Der Online-Dienst hat ausgedient

35 Millionen Menschen brachte AOL zu seinen Hochzeiten ins Internet. In Zukunft sind Web-Zugänge nur noch ein Randgeschäft für das Unternehmen: Geschäftsführer Falco erklärt Online-Werbung zum Zukunftsmarkt. AOLs weichgespültes Abo-Internet lockt keinen mehr.

Spiegel Online, 16.10.2007

Zu einer Zeit, als es noch als kompliziert galt, den Weg ins Internet zu finden, war AOL der Platzhirsch unter den sogenannten Online-Diensten: Geschlossene Abo-Blasen im Netz waren das, mit Inhalten, die nur zahlenden Kunden offen standen. 

In den vergangenen Jahren aber war der AOL-Dienst ein Anachronismus. Die meisten Kunden nutzten ihn vornehmlich als Internet-Zugang, den es auf anderen Wegen so viel preisgünstiger gab. Selbst Preissenkungen, Kopplungen an DSL-Zugänge, exklusive Medienangebote und andere Maßnahmen konnten den Trend nicht aufhalten. Längst waren Verwandte wie CompuServe oder T-Online dem Weg der Saurier gefolgt – ausgestorben, aus den Augen, aus dem Sinn. Wer braucht noch einen Online-Dienst?
Inzwischen also haben John Lieberman und Jim McKenna gewonnen. Sechs Jahre lang sammelten die kalifornischen Öko-Aktivisten die berüchtigten AOL-Werbe-CDs. Der Online-Riese brachte auf den CDs seine Zugangs-Software kostenlos und unverlangt als Magazin-Beilagen oder per Direktversand unters Volk. Als Protest gegen diese Umweltverschmutzung wollten Lieberman und McKenna eine Million CDs vor der AOL-Zentrale abladen.

410.176 CDs haben sie von empörten Kunden erhalten, fast 80.000 aus Deutschland. Dann mussten die beiden ihre Kampagne im August abblasen. Denn, so steht es auf ihrer Website: "AOL verschickt keine CDs mehr."
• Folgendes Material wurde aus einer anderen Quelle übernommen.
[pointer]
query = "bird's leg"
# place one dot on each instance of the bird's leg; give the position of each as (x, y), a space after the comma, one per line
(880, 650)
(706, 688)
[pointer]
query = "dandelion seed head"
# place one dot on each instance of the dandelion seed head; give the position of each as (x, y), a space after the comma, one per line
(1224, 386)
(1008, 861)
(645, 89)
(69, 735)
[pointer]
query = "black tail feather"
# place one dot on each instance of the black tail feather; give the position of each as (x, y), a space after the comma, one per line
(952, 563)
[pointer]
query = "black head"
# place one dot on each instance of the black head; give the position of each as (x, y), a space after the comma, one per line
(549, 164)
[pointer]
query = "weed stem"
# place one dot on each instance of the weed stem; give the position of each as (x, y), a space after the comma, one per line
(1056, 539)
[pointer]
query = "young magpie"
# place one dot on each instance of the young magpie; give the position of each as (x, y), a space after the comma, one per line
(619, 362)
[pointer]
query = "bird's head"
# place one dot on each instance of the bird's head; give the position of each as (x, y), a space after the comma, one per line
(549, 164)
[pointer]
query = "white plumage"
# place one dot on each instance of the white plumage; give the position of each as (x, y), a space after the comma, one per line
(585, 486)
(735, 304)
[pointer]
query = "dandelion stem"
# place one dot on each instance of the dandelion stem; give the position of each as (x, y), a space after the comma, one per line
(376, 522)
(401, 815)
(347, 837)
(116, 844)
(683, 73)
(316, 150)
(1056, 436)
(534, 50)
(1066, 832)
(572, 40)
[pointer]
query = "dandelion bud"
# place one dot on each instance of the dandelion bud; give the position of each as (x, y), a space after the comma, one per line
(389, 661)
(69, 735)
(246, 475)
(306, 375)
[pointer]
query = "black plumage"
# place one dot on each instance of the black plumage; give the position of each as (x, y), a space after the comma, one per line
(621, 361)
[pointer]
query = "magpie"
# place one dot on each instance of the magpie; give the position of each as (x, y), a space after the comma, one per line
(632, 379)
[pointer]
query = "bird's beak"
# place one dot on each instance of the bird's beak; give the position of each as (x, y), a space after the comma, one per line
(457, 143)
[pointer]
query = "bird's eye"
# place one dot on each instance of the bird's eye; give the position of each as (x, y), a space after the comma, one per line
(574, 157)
AOL sieht keine Zukunft mehr in seinem ehemaligen Kerngeschäft: Internetzugänge mit dem einfach bedienbaren, familienfreundlich gefilterten und geschlossenen AOL-Portal als Sahnehäubchen bringen nicht mehr genug Geld ein. In einer E-Mail an die verbliebenen 10.000 AOL-Mitarbeiter (es waren mal 20.000) verkündet nun Geschäftsführer Randy Falco (seit Ende 2006 dabei), dass 2000 von ihnen gehen müssen. Das ist Teil des AOL-Wandels vom "gebührenfinanzierten Internet-Provider zum werbefinanzierten Web-Unternehmen".

Heute zählen bei AOL vor allem Seitenaufrufe

Jahrelang hat der Konzern seinen Erfolg in Abonnenten-Zahlen gemessen. Je mehr Kunden mit AOL surften, desto mehr Abo-Gebühren flossen. Mit aggressiven Werbemethoden wie den legendären Kostenlos-CDs trieb AOL seine Kundenzahl hoch. Vorinstallations- Vereinbarungen mit PC-Herstellern sorgten für weitere Kundschaft.

Heute definiert der Konzern Erfolg anders: 52 Milliarden Seitenaufrufe hätten die Web-Angebote des Konzern im zweiten Quartal verzeichnet, 114 Millionen Besucher könnten die AOL-Seiten jeden Monat verzeichnen. Abonnenten weist der Konzern nicht mehr prominent aus. Sprich: Wichtig sind viele Klicks und große Reichweite – egal ob von zahlenden Kunden oder Nicht-AOL-Surfern.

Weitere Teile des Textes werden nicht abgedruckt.